ふわふわ、ほよほよ。
塔
ぽよよよ。
ふわふわ、ほよほよ。
いつもそいつは浮いている。
今は髪をとかす私の周りをころころ自転しながら浮いていた。
髪をセットし終わり居間に移動すると、そいつもついてくる。
大きさは私のこぶしぐらい。形は‥‥うーん、メンダコとかいう生き物に似てる。
色もピンクで似てる。いつもと一緒。
「終わった?早く食べちゃいなさい」
「ん」
お母さんに急かされて、朝ごはんに手をつける。朝はあんまりいっぱい食べられないから、お母さんもたくさん作らない。
前にバカみたいにいっぱい作ってたことがあるんだけど、なんでか聞いたら「そういえばなんでかしら?」と言ってやめた。

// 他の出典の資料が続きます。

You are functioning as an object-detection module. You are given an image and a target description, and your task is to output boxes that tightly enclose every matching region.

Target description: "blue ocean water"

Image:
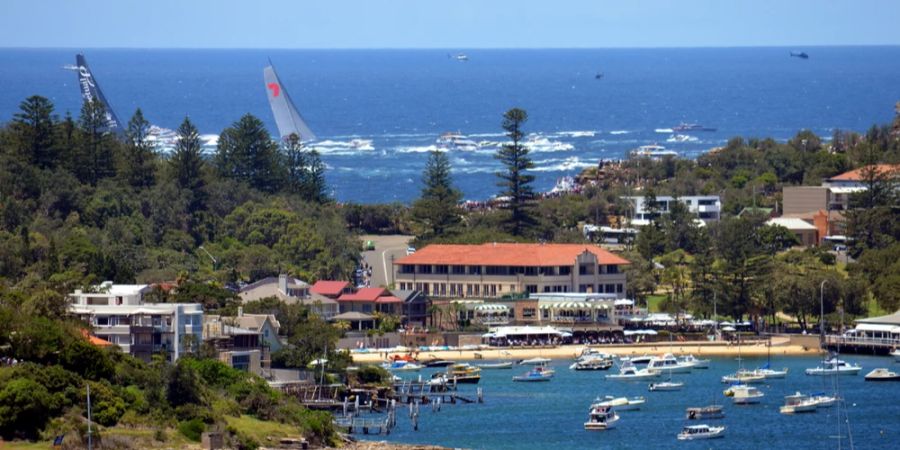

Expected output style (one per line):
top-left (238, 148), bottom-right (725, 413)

top-left (358, 355), bottom-right (900, 450)
top-left (0, 47), bottom-right (900, 202)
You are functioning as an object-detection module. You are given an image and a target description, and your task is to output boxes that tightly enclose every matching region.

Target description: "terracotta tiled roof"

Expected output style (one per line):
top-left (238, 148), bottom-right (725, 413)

top-left (828, 164), bottom-right (900, 181)
top-left (310, 280), bottom-right (350, 295)
top-left (394, 243), bottom-right (630, 267)
top-left (338, 288), bottom-right (391, 302)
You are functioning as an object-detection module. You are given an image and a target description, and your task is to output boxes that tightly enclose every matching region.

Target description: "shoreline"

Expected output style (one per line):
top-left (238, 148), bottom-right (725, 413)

top-left (351, 338), bottom-right (821, 363)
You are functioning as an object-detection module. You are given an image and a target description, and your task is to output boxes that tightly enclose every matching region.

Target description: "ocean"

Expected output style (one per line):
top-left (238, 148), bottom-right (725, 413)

top-left (357, 355), bottom-right (900, 450)
top-left (0, 47), bottom-right (900, 203)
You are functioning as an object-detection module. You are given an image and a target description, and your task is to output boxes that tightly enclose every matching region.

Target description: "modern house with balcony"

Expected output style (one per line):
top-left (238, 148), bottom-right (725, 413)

top-left (69, 281), bottom-right (203, 362)
top-left (622, 195), bottom-right (722, 227)
top-left (394, 243), bottom-right (630, 299)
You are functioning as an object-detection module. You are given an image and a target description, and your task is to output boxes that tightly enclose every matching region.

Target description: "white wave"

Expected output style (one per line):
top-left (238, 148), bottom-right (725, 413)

top-left (556, 130), bottom-right (597, 138)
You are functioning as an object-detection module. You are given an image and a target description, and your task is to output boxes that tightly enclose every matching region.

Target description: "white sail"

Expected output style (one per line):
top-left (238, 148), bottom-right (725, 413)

top-left (263, 62), bottom-right (316, 141)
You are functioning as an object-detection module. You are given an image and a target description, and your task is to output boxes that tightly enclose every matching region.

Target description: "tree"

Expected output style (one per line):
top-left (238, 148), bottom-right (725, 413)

top-left (411, 151), bottom-right (462, 240)
top-left (494, 108), bottom-right (535, 236)
top-left (120, 108), bottom-right (156, 189)
top-left (169, 117), bottom-right (207, 217)
top-left (75, 100), bottom-right (116, 186)
top-left (12, 95), bottom-right (57, 169)
top-left (216, 114), bottom-right (284, 193)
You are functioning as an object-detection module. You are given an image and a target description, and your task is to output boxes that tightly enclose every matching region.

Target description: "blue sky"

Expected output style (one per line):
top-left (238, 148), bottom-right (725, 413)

top-left (0, 0), bottom-right (900, 48)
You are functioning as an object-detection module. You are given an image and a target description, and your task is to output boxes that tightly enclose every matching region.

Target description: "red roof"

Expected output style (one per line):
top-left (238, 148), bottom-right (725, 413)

top-left (338, 288), bottom-right (391, 302)
top-left (309, 280), bottom-right (350, 296)
top-left (394, 243), bottom-right (631, 267)
top-left (828, 164), bottom-right (900, 181)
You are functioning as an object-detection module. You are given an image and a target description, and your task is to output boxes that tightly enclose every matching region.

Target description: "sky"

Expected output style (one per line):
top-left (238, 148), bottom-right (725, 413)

top-left (0, 0), bottom-right (900, 49)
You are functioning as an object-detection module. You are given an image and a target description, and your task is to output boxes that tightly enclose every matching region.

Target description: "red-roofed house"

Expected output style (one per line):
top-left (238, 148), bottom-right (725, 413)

top-left (309, 280), bottom-right (353, 299)
top-left (337, 287), bottom-right (403, 315)
top-left (394, 243), bottom-right (630, 298)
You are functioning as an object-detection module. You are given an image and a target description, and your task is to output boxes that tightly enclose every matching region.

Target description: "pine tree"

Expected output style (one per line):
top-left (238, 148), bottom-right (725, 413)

top-left (169, 117), bottom-right (206, 213)
top-left (216, 114), bottom-right (284, 192)
top-left (75, 101), bottom-right (117, 186)
top-left (494, 108), bottom-right (535, 236)
top-left (411, 151), bottom-right (462, 240)
top-left (120, 108), bottom-right (156, 189)
top-left (12, 95), bottom-right (57, 169)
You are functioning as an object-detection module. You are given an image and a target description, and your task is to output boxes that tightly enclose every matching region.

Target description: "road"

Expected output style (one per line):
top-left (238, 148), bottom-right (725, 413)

top-left (361, 235), bottom-right (413, 287)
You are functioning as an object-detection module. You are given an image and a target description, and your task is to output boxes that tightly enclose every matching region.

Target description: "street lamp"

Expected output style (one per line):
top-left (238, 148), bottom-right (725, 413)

top-left (819, 279), bottom-right (828, 348)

なんかマイブームだったみたい。
玄関を出ると、ふよふよしたのがついてきた。
いつもこう。
こいつが何なのか、私にはわかんない。
気がついたらいて、ただ私の周りをこうやって浮いてるだけ。
別に変なことしてこないし、そこそこ可愛いし、浮いてるだけだし。
「おはよー、まゆ」
「おっはよ、あや」
途中であやに会った。友達の一人。ちょっとぽちゃっとしてて、「ダイエットしなきゃー」って言いながら幸せそうにお菓子を頬張るタイプ。ちょっとリスに似てる。
「ここ来るまでに妄想おじさん見ちゃってさー」
あやは浮いてるやつを気にもせず話を続ける。これ、私以外には見えてないらしいのだ。だから私も気にせず話に乗る。
「マジ?最悪」
「だよね、頭おかしいんだよあのおっさん」
妄想おじさんというのは近所で有名な、所謂変なおじさんというやつだ。ある日突然「子どもがいなくなった!」と騒ぎ出し、それ以来ずっと探している。あの家庭には子どもは一人もいないはずだとお母さんが言っていた。
3時間目は自習で、特にやる気もなかった私はこっそり浮いてるやつをつついて遊んだ。
私にしか見えないコイツは、触るのも私だけしか出来ないらしい。
親指と人差し指でムイッとつまむと、お餅みたいにムニュゥッと潰れた。あははブサイク。
ツンツン、と背中をつつかれて後ろを振り返ると、後ろの席のクラスメイトが手紙を回してきた。あれだ、あやからだろう。
学校の中でスマホを使うのは禁止されてるから、授業中はこうやって小さいメモを回して会話してる。今日はハートの形に折られたメモ。あやはこういうの得意。
内容はいっつも些細なことで、あやの場合は龍太郎くんの話題が多い。あやの片思いの相手。さっさと告白しちゃいなよって言ってるんだけど、なかなか勇気が出ないらしい。
その割に彼の話題ばかり出してくるので、正直ウンザリしてきたところだ。はよ行け取られるぞ。
昼休み。今日のお弁当はサンドイッチだった。
「まゆこれあげる」
「いいの?」
「うん、ダイエット始めたから」
「三日坊主になるなよぉ」
「今度こそ成功させるってば!」
そう言って二人でケタケタ笑った。その間をふよふよアレが浮いている。
たまにサンドイッチに近づくから、食べるのかな?と思ったけど、そういうわけではないらしい。ホントなんなんだろうなこれ。
午後の授業はめっちゃ眠い。しかも私の席は窓ぎわで、今日は晴れ。日差しがあったかい。眠い。
気がつくといつも浮いてるあれが机の上にちょこんと乗っていて、身体が小さく上下している。
もしかして寝てる?
試しに人差し指で押してみた。むにゅにゅう。めっちゃ潰れる。草。
放課後、ちょっとした事件が起こった。教室の机と椅子がワンセット多かったのだ。
また誰かのいたずらだろう、とみんな慣れた様子で、美化委員の二人が片付けていった。
うちの学校ではこういうことがよく起こる。何故か放課後まで増えた机にみんな気づかないんだけど、誰のものでもないし、きっと移動授業の時に他のクラスの誰かが忍び込んでやってるんだろうって言われてる。未だに犯人は見つからないけど。
たまに中に教科書とかペンケースが入ってるんだけど、クラスメイトのものではないし、だいたい忘れ物として先生が預かって終わり。一部オカルト好きな生徒の間で幽霊の仕業なんて話が出るけど、ただの手のこんだイタズラだと思う。
家に帰って、ご飯を食べて、宿題やって、たまにあやとLINEのやり取りをして、寝る。
その間もずっと浮いてるやつは私の周りを浮いてて、特に邪魔することもなく、私以外に見えるわけでもなく、私だけに見えるアクセサリーみたいに、ただそこで浮いていた。